На такую искреннюю просьбу невозможно не откликнуться. Тем более что юноша невольно тронул любимую струнку в душе репортера. Позабыв про холод, Данонкин собрался горячо рекомендовать юноше парочку премьер. Как вдруг на перекресток выскочила полицейская пролетка, с которой буквально скатился нарочный, почти мальчишка, побежал к заветным воротам, заглянул в них, выпрыгнул наружу и подскочил к афишной тумбе.
– Га-сдин… Ваз-ров… – задыхаясь от спешки, прокричал он. – Фу, еле нашел… В участке… Нет… Сказали… Здесь… Прошу со… Ох… Мной… Срочно…

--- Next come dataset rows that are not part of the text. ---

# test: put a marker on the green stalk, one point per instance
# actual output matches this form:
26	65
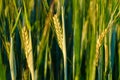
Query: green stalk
12	61
64	46
76	42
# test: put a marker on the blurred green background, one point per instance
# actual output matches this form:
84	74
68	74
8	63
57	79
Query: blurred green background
84	21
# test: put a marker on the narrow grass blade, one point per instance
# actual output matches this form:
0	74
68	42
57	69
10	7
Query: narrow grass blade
12	60
64	46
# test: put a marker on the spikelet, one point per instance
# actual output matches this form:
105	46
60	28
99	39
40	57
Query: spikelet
58	30
28	50
99	43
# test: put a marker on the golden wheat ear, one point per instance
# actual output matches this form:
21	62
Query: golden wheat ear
58	31
26	36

Срываться с места в карьер Ванзаров не спешил:
– В чем дело?
– Господин полковник… Вендорф… Оскар Игнатьевич… Требует… Вас… Лично… Немедленно… Прошу вас… Транспорт дали…
Юный сыщик, слегка похожий на мишку средней упитанности, отвесил легкий поклон и непринужденным шагом отправился к пролетке, на которую запрыгнул изящной птичкой.
Месье Данонкин погрузился в раздумья: разве понадобится самому полицеймейстеру 1-го отделения столицы бездарный и недалекий чиновник, да еще срочно? Вдруг самое интересное как раз и начнется там, куда отправился Ванзаров? Может, попроситься с ним? Но пока тянулись размышления, пролетка исчезла с глаз.
Досадуя, что выпустил из рук сенсационный репортаж, Данонкин стал искать пристава, но Желудь, как назло, исчез, а вместе с ним и героическая облава. Словно тьма и ветер поглотили их. Только остались пустые тротуары да одинокие фигуры, спешащие неведомо куда. Даже дворник засадной подворотни сгинул, бросив скрипящую калитку на вой сквозняка.
Эхом завыла метель в душе репортера. Запахнув плотнее воротник, побежал он трусцой в редакцию, чтобы отразить уж как-нибудь героические подвиги полиции в завтрашнем выпуске. Но первым делом – изгнать морозец из тела графинчиком водки с обильным холодцом.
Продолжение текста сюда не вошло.